それを見てフリチラリアは勝ち誇り、愛嬌のある得意顔でコロコロと笑う。
なーんだ♪女遊びどころか、女と付き合ったこともないのかよ♪
アゲナっていいやつじゃん!!!!!
自分の能力を笠に着る、気に食わない野郎かと誤解させやがって!
アゲナ…………信じてたからな…………!
「……そんなに見つめないでおくれよ。少し……恥ずかしいからさ……」
「いーーーやです♪照れてるアゲナさん……か~わいっ♪」
「……………参ったな……」
チッ!!!チィッ!!!チィッッッ!!!!!チィィィッッッ!!!!!
チィィィィィッッッッッッッッッッッッッ!!!!!!!!!!!
あ゛ぁ゛ーーーーー!!!!!
ウザいんだよ!?!?!?!?!?
…………はぁ?何こいつ……
誰にでも愛想を振りまいてくれるフリチラリアに、ちょっと人懐っこく話しかけられただけで、一人で勝手に舞い上がって鼻の下伸ばしてるんだけど。
うわ……キモ……ロリコンじゃん。
成熟した女を相手にするべき年頃なのに、わざわざ年端もいかない女の子狙うとか……
自分より劣った年下の少女相手に気色悪い助平根性出してるくせに、自尊心ばっかり高くて上から目線だし。

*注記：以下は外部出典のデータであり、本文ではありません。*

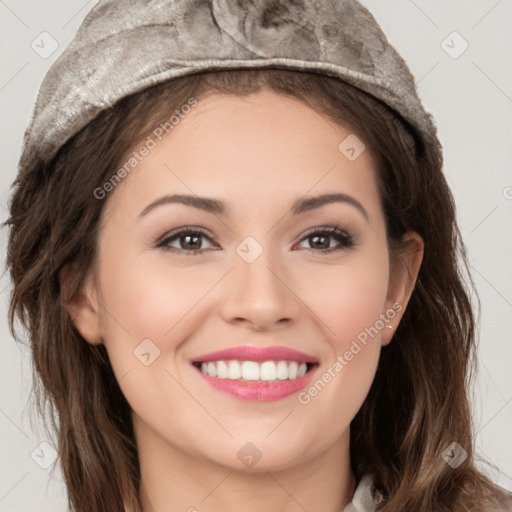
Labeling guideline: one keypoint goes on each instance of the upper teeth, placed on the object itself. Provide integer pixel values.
(251, 370)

上っ面だけの優しさと流行りものアピールして、女受けする得意分野で俺様気どりしたいだけのミーハーのゴミじゃん……
しかもちょっとフリチラリアに煽てられただけで、何本気にしちゃってるわけ?
ありえないんだけど?カマセキャラだろお前なんてどう見ても。
最悪……フリチラリアが優しいから断れなくて、つけ上がっちゃうよ。
本当はフリチラリアだって迷惑がってるよ?気づかないんだそういうの。
鈍感だからわかってないんだろうなぁ。可哀そうだね。
性根の卑しいお前なんか、フリチラリアに相応しくないんだよ。
もしかしてフリチラリアを自分のモノみたいに思ってるんじゃないの?
調子に乗って、いい気になってるんじゃないよ。
そういうのホントうざいから。
やっぱりフリチラリアは俺が守ってあげないと…………
だって……………フリチラリアは………俺のモノだぞ…………?
「ハハハ………お待たせいたしました……改めましてご来店頂き、誠にありがとうございます。先ほどお話は伺いましたが、王都でご家族へ、王都流行の土産物を購入されたいということでよろしいですか?」
「ああ。気に入ったものがここにあればだが」
「僭越ながら、王都でも屈指の品揃えだと自負しております。選定に関しても、私が全霊をもって助力させていただきます。失礼ですが、ご予算のほどは……?」
予算なんぞ無尽蔵にあるわ。
貴様のちゃっちぃ商店の品すべて買い占められるほどにな。
屈指の品揃えね。
楽しみにしてやるよ。
その言葉に偽りがなければの話だがな?
重箱の隅を突きまくって、その綺麗なお顔を汚ねぇ泣き顔にしてやるからな。
「金に糸目はつけない。金は護衛に持たせている」
「それは喜ばしいことにございます。尚更身を引き締めて、ご協力させて頂きます」
「アゲナさんは本当に目利きがいいんです!女の子の服まで選んでくれるんですから!」
「こ……こら…………えぇと……自分はまだ若輩の身です。ですがこの店を任されるだけの鑑識眼は備えていると自負しております。ご安心頂ければ幸甚です」
「そうか。フリチラリアの言葉通りならいいのだがな」
「大丈夫です!アルタイル様にも絶対大満足していただけますから!」
アゲナは自己主張は低めだが、それでも確かな自信が鮮明と浮き出ている。
フリチラリアもそれに追従し、自らアゲナの能力を保障しようと言葉を紡ぐ。
その彼女が言った言葉に、アゲナは耳聡く聞き返した。
その目はどこか虚ろに見え、何かを押しとどめるような、感情を覆い隠そうとしたかのような。
人間味を感じさせない、能面のような表情をもって。